Students were encouraged to walk with hand sanitisers, masks and a notebook. They were also told to indicate their interest soon as there was only room left for five more students. Newsday was told that the ministry has a policy which states that private, for-pay lessons are not to be held on any school compound.
Calls on Tuesday to the school's principal, Ruth Ramrattan-Hosein, went unanswered.
Chairman of the Presbyterian Primary Schools' Board of Education, Rev Brenda Bullock, when contacted by Newsday, said she was unaware of the issue and must first speak with officials of the school before commenting.
"We had a meeting today and nothing like that came up. I don’t know about those complaints. We follow the guidelines of the ministry.
"I do know that in preparation for the SEA, all cleaners are out sanitising making sure everything is ready."
TTUTA president Antonia De Freitas was also contacted on Tuesday and said she was unaware of the issue and opted to comment at a later date.
"This is the first time I am hearing about it.

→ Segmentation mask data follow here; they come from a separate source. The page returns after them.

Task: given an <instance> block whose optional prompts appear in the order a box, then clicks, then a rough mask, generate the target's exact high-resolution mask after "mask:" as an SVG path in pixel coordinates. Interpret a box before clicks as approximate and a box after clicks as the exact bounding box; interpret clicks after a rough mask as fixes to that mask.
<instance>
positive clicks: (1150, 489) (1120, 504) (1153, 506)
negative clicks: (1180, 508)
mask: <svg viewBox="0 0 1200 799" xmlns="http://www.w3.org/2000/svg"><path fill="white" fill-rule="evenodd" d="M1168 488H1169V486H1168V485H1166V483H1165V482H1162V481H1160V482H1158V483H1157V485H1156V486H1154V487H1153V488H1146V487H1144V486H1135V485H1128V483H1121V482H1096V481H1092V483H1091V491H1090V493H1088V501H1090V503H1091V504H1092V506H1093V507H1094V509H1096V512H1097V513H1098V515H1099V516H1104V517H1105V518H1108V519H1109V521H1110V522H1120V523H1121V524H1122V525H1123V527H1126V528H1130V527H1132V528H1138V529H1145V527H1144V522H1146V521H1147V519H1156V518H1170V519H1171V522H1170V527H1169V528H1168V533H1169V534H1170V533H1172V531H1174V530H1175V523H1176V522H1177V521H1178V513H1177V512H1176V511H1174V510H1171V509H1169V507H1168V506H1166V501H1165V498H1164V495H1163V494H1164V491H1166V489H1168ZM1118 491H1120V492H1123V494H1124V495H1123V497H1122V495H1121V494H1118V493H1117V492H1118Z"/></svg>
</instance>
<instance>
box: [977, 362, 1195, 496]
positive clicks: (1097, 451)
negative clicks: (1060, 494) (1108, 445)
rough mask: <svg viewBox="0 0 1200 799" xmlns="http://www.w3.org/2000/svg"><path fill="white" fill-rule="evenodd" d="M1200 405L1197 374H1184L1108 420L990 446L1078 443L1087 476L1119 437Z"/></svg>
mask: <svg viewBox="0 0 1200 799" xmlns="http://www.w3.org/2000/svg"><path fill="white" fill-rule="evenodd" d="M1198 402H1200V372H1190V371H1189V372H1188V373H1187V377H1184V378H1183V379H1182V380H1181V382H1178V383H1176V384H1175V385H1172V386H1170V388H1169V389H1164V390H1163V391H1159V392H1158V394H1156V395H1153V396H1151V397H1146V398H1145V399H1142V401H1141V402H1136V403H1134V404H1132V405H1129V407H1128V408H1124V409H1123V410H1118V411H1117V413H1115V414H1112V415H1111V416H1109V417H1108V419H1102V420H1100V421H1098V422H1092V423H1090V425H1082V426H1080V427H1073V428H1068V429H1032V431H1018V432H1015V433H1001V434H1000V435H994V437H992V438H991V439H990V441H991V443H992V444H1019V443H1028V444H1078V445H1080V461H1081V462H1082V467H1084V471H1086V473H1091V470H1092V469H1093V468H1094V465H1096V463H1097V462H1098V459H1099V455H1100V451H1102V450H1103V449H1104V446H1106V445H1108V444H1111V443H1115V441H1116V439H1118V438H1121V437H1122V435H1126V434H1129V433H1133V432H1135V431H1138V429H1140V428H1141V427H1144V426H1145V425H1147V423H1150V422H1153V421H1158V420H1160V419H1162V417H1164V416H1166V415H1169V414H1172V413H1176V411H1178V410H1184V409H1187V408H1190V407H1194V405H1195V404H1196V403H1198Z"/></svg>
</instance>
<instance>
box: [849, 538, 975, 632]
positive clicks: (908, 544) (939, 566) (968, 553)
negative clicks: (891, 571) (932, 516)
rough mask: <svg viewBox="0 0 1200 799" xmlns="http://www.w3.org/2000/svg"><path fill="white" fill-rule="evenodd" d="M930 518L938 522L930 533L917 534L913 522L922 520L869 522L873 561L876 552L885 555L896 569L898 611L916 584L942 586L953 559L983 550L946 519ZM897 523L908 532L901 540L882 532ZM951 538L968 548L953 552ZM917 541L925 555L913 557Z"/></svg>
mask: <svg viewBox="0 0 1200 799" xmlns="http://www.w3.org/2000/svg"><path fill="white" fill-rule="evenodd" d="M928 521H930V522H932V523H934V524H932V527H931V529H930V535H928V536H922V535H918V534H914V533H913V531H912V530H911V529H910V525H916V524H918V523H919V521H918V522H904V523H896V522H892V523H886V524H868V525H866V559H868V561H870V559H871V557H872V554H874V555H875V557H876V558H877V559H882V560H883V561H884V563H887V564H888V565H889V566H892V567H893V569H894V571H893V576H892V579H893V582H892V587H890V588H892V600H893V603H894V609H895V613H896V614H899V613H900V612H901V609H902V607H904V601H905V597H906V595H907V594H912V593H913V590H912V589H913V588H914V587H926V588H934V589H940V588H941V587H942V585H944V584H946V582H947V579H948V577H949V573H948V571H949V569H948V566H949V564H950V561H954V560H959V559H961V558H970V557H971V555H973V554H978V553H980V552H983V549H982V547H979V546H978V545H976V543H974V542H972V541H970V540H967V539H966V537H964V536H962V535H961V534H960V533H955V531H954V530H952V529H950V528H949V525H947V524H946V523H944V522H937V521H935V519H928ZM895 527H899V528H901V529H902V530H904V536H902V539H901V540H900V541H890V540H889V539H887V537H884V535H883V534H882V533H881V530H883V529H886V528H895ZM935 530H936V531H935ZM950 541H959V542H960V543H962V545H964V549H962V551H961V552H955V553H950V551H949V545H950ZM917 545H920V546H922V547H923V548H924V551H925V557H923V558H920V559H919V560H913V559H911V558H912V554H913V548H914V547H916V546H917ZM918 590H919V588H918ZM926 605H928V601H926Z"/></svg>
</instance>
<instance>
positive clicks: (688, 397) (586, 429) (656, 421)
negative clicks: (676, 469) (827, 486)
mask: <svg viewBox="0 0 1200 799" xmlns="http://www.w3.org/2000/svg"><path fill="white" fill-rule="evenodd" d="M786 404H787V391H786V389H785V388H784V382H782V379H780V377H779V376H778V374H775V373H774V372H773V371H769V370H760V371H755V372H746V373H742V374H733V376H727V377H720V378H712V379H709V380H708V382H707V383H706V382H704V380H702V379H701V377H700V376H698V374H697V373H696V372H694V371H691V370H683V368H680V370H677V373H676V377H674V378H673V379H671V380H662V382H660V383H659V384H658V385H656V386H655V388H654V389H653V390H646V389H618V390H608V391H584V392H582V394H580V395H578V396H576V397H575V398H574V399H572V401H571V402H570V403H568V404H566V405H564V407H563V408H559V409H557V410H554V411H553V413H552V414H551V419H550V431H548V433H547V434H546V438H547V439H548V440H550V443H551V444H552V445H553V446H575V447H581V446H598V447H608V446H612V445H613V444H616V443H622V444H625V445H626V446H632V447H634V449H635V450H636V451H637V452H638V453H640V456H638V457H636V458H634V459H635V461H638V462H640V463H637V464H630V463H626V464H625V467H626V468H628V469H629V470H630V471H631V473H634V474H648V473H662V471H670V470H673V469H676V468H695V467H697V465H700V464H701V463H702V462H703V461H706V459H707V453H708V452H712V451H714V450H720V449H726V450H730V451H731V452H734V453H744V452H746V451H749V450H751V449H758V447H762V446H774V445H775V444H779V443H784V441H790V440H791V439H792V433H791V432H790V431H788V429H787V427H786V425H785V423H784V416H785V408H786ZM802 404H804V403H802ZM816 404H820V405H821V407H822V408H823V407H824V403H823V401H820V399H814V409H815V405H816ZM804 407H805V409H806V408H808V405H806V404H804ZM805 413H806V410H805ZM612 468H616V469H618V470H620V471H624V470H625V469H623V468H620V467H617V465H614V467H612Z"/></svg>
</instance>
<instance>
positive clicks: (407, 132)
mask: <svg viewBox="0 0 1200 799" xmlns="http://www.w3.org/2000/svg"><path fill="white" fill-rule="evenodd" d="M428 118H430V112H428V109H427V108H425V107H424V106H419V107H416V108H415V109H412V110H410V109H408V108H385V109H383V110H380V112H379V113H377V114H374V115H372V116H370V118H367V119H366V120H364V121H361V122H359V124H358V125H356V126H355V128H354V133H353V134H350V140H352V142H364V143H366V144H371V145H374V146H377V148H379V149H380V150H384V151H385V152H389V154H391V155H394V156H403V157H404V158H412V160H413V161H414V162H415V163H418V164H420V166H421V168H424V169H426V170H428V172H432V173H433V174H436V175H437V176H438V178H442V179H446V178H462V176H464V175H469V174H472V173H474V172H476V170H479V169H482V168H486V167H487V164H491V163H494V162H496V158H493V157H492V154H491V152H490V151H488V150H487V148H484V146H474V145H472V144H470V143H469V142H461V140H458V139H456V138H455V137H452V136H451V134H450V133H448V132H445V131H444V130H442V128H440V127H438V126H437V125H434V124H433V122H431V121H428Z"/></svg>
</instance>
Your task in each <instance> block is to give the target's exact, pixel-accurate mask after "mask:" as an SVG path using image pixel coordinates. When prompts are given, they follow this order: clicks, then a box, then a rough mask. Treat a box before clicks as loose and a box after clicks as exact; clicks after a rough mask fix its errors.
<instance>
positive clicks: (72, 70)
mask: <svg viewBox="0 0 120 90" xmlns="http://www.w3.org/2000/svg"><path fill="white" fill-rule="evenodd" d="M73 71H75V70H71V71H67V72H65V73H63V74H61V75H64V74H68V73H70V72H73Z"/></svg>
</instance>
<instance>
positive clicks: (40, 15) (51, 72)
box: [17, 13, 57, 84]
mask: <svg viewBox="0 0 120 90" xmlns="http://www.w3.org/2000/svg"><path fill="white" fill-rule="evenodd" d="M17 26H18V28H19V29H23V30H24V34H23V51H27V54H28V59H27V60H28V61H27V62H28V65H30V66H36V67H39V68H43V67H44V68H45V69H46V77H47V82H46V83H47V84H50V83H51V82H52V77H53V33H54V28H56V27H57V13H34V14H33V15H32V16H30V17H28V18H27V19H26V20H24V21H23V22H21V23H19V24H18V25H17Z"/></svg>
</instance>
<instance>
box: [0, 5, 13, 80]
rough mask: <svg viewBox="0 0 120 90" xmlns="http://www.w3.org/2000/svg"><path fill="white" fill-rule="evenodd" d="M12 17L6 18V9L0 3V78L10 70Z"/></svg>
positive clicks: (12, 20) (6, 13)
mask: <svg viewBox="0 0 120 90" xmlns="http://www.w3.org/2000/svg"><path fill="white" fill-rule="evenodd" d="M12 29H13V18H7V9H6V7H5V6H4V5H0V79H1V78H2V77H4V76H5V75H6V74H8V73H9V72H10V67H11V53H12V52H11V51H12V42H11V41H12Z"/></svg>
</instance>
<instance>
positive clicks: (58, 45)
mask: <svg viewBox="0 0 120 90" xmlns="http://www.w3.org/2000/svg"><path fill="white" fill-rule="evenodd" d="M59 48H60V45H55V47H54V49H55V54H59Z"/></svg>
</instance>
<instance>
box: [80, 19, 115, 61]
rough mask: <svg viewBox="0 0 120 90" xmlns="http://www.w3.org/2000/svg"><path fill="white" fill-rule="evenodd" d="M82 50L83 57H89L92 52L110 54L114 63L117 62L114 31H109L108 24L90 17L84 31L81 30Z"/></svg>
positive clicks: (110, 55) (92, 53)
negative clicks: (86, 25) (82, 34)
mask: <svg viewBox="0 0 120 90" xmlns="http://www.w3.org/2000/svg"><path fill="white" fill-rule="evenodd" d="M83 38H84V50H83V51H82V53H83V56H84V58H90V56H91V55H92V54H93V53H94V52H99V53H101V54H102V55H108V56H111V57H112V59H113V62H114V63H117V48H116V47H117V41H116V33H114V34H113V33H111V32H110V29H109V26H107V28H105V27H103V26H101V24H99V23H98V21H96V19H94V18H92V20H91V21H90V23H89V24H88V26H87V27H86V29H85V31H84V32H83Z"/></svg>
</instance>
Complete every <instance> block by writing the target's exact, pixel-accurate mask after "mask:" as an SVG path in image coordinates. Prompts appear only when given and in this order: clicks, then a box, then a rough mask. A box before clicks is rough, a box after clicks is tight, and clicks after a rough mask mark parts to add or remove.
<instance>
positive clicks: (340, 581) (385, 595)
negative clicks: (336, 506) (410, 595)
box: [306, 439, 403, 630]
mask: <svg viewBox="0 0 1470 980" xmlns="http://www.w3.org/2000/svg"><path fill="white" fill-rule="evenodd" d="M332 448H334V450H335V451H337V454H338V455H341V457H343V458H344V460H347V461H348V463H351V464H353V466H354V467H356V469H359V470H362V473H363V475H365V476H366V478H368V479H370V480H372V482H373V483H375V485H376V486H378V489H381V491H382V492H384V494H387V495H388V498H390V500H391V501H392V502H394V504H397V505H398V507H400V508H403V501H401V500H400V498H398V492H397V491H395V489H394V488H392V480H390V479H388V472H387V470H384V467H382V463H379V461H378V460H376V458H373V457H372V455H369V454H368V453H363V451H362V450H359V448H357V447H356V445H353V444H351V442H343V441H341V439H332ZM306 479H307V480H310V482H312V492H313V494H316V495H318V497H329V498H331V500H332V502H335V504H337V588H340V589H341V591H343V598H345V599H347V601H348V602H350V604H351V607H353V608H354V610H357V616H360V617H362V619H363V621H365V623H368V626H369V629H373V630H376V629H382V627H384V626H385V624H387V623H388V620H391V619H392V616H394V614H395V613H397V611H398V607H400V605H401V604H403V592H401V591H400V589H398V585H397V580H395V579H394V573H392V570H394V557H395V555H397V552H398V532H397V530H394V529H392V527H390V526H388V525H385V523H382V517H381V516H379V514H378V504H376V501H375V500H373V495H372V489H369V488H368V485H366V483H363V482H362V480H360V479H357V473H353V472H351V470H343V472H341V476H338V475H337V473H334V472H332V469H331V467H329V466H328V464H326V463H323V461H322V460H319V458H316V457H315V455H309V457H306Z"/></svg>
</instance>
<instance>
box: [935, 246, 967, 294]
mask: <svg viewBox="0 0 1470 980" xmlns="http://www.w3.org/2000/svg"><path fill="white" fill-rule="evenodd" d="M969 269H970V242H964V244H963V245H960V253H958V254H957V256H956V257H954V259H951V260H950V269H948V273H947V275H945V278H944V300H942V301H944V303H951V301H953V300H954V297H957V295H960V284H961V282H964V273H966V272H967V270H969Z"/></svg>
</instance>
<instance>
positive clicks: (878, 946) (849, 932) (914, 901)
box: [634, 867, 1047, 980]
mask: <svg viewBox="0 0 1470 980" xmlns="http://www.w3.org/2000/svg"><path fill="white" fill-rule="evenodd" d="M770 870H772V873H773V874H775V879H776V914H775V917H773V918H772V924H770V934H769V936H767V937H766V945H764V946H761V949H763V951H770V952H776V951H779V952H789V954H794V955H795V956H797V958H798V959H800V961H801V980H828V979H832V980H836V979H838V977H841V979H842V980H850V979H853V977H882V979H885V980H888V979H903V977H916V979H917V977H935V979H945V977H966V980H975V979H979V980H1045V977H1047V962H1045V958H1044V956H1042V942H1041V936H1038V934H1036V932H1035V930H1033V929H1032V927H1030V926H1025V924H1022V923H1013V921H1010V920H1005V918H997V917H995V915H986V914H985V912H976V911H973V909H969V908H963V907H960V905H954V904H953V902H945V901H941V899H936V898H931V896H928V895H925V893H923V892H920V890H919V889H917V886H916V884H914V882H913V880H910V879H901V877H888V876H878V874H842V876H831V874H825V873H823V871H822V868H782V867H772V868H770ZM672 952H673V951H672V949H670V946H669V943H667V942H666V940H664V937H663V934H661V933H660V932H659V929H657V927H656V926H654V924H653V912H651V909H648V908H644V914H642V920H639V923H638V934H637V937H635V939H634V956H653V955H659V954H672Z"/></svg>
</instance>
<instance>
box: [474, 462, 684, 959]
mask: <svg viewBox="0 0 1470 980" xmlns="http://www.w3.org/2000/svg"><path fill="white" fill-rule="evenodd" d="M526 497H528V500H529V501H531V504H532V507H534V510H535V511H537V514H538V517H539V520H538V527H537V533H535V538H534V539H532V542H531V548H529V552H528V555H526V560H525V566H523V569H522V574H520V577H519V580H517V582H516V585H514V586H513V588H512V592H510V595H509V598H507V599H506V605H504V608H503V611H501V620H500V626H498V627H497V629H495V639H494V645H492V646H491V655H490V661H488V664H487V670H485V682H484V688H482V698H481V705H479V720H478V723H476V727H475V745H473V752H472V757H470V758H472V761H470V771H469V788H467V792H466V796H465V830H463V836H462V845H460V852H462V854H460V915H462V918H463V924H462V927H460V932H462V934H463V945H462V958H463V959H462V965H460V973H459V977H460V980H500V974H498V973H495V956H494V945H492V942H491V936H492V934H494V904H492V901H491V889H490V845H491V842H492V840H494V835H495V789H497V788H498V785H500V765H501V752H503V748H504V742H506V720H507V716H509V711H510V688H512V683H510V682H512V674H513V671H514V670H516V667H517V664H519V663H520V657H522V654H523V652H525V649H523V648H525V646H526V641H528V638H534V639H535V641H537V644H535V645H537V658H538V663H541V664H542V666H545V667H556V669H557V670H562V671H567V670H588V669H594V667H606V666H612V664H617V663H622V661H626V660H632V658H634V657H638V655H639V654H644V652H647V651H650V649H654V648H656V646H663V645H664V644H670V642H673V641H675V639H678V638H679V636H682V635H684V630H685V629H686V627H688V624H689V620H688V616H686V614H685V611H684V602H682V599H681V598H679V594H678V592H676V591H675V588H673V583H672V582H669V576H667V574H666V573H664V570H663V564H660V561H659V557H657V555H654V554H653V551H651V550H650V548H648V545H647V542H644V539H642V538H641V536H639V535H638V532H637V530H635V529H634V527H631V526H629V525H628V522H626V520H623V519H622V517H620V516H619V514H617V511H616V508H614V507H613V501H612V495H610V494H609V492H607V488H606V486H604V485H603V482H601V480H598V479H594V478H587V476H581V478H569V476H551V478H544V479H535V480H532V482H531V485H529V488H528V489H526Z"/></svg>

I do not comment on a situation unless I do an investigation on it and get information from a representative."
The school, previously at Edward Street, was declared unfit for occupation in 2015 and was later demolished. Since then, parents and PTA members have been staging multiple protests calling for the school to be rebuilt as early as possible. It is housed at the Princes Town Presbyterian No 2 Primary School and both operate on a shift system. Parents who spoke with Newsday said they are unsure if parents of the No. 2 school also got the messages about extra lessons. Calls to Education Minister Anthony Garcia on Tuesday went unanswered.